5. Il quarto motivo è manifestamente infondato.

La circostanza attenuante della partecipazione di minima importanza non è compatibile con i reati associativi (Sez. 1, n. 7188 del 10/12/2020, dep. 2021, omissis, Rv. 280804-02; Sez. 2, n. 17879 del 13/03/2014, omissis, Rv. 260010-01; Sez. 2, n. 36538 del 21/09/2011, omissis, Rv. 251146-01) e postula, con riferimento ai reati concorsuali ulteriori, l’assunzione di un ruolo di rilevanza del tutto marginale, ossia di efficacia causale così lieve rispetto all’evento da risultare trascurabile nell’economia generale dell’iter criminoso (Sez. 4, n. 49364 del 19/07/2018, P., Rv. 274037-01; Sez. 2, n. 835 del 18/12/2012, dep. 2013, omissis, Rv. 254051-01), che le risultanze processuali smentiscono in maniera categorica.

La sentenza impugnata appare sul punto ineccepibile.

6. Il sesto motivo è manifestamente infondato.

Rispetto al reato di favoreggiamento dell’immigrazione clandestina, al fine del riconoscimento della circostanza attenuante ad effetto speciale della collaborazione, prevista dall’art. 12, comma 3-quinquies, T.U. imm, è necessario che l’imputato offra, compatibilmente con il suo bagaglio di conoscenze, una collaborazione reale e utile alle indagini svolte per la ricostruzione dei fatti e per la punizione degli autori dei delitti, a partire pur sempre dalla sua ammissione di responsabilità e dall’assunzione di un atteggiamento di almeno formale resipiscenza (Sez. 1, n. 2203 del 14/11/2017, dep. 2018, omissis, Rv. 272058-01; Sez. 1, n. 6296 del 01/12/2009, dep. 2010, omissis, Rv. 246104-01).

Alla luce della condotta processuale, totalmente scevra da tale caratteristiche, non si comprende come l’attenuante possa essere plausibilmente rivendicata.

7. Il settimo motivo, sull’entità della pena, è totalmente generico.

Non pertinente è il riferimento alla sentenza n. 63 del 2022 della Corte costituzionale, con la quale è stato dichiarato costituzionalmente illegittimo l’art. 12, comma 3, lett. d), T.U. imm. nella parte in cui prevede, come circostanza aggravante del reato di immigrazione clandestina, l’uso di mezzi internazionali di trasporto ovvero di documenti contraffatti, alterati o comunque illegalmente ottenuti.

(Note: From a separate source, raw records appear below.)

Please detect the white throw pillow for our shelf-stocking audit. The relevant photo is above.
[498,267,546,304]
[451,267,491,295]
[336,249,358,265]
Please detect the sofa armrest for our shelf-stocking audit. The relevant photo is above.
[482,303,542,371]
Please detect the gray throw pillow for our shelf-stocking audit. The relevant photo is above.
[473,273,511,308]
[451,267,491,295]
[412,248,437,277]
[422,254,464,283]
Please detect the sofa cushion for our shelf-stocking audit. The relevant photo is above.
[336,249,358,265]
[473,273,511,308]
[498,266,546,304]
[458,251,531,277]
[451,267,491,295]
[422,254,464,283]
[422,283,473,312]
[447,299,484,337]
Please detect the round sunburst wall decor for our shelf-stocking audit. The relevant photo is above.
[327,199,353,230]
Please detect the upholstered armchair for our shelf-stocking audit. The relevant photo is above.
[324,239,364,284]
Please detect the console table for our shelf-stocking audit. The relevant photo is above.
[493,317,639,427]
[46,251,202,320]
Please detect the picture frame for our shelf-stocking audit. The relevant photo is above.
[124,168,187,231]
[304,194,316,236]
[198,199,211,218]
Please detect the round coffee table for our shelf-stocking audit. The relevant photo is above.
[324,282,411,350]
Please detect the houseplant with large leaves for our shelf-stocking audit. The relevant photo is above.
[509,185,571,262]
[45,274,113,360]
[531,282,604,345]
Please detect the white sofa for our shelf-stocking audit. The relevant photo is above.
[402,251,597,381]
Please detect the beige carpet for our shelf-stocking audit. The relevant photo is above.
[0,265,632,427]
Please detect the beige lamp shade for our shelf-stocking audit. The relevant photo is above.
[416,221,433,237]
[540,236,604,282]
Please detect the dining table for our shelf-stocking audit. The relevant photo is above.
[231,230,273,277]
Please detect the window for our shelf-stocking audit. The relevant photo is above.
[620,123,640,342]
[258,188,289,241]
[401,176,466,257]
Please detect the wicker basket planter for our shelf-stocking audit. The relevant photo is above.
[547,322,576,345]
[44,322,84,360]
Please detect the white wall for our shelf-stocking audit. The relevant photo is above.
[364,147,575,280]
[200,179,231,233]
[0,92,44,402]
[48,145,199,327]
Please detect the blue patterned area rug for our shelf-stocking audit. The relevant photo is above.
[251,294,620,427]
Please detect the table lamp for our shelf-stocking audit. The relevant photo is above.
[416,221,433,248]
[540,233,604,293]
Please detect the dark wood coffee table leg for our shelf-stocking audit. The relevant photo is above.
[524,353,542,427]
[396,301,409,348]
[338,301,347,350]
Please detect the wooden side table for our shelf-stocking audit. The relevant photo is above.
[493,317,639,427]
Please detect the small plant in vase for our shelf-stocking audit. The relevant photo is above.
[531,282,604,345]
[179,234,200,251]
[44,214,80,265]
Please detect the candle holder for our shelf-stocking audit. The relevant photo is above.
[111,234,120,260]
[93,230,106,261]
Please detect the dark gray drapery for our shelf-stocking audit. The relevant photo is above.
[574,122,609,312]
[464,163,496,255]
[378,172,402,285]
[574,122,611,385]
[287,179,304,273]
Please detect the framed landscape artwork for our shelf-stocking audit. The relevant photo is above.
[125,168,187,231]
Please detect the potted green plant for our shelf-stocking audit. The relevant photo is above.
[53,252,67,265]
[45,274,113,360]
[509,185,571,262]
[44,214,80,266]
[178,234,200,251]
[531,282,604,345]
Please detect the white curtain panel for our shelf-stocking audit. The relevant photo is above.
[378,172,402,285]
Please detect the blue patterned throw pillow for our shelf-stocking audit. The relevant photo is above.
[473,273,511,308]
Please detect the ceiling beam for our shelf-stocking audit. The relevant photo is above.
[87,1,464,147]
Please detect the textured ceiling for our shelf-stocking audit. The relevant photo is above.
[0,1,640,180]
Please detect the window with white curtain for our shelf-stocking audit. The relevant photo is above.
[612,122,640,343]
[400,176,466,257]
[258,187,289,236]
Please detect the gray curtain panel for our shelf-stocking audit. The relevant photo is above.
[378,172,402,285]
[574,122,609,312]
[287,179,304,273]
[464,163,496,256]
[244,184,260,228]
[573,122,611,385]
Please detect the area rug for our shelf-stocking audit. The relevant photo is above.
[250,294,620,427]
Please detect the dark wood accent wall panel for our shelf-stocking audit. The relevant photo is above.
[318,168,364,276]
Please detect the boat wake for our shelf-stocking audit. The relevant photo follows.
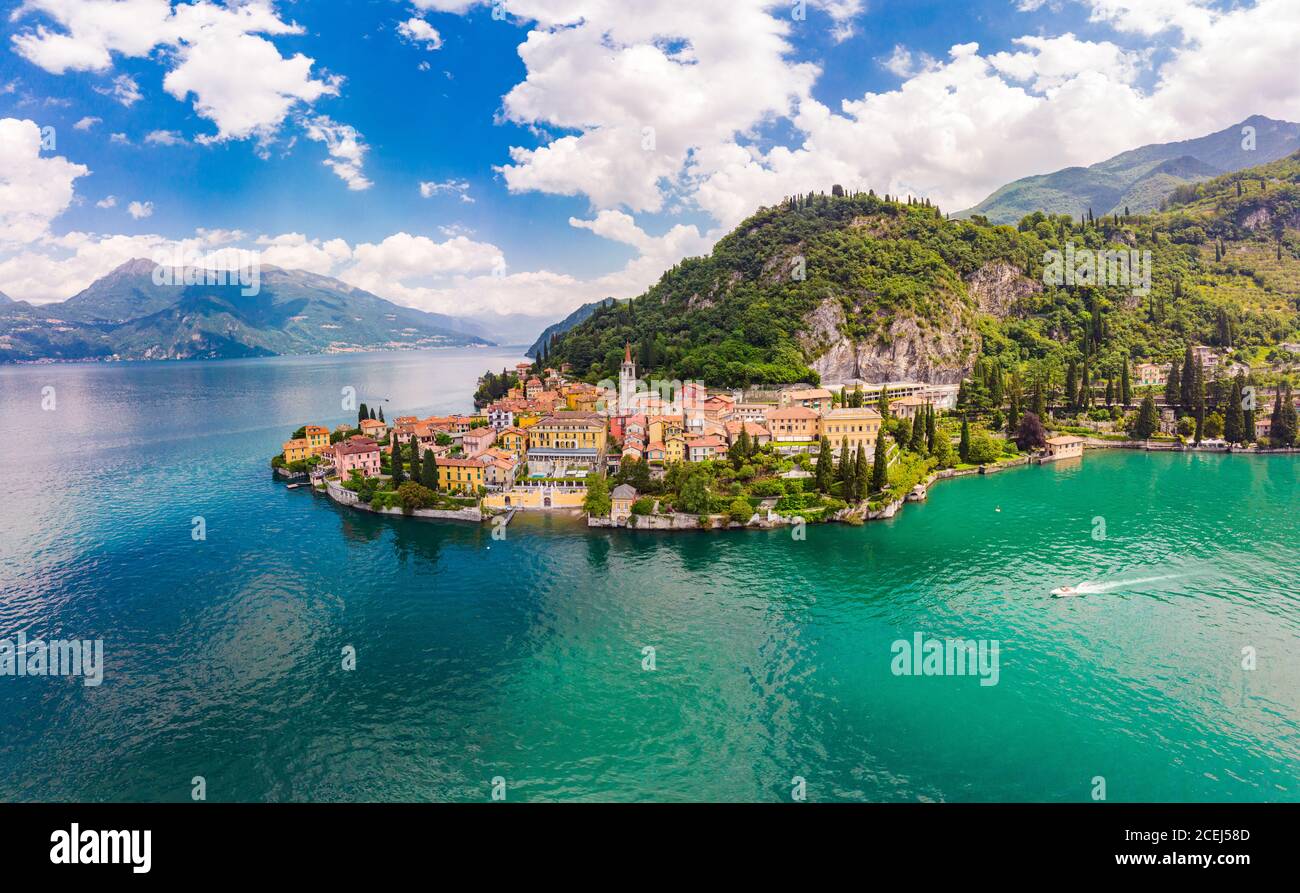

Tali aggravanti non risultano infatti contestate, né per l’effetto ritenute, nell’odierno processo. Ne difettavano, infatti, le condizioni. I servizi di trasporto, che la norma caducata prendeva in considerazione, erano solo quelli di linea (Sez. 1, n. 12542 del 25/11/2014, dep. 2015, omissis, Rv. 263377-01), e i documenti contraffatti erano solo quelli, presentati all’Autorità consolare o di frontiera del Paese d’ingresso, a quest’ultimo direttamente strumentali (Sez. 1, n. 2285 del 15/12/2009, dep. 2010, omissis, Rv. 245964-01; Sez. 2, n. 40789 del 21/09/2004, omissis, Rv. 230256-01): Le relative circostanze non sono mai emerse.

8. Il ricorso deve essere conclusivamente respinto.

A tale esito consegue la condanna del ricorrente, ai sensi dell’art. 616 cod. proc. pen., al pagamento delle spese processuali.

P.Q.M.

Rigetta il ricorso e condanna il ricorrente al pagamento delle spese processuali.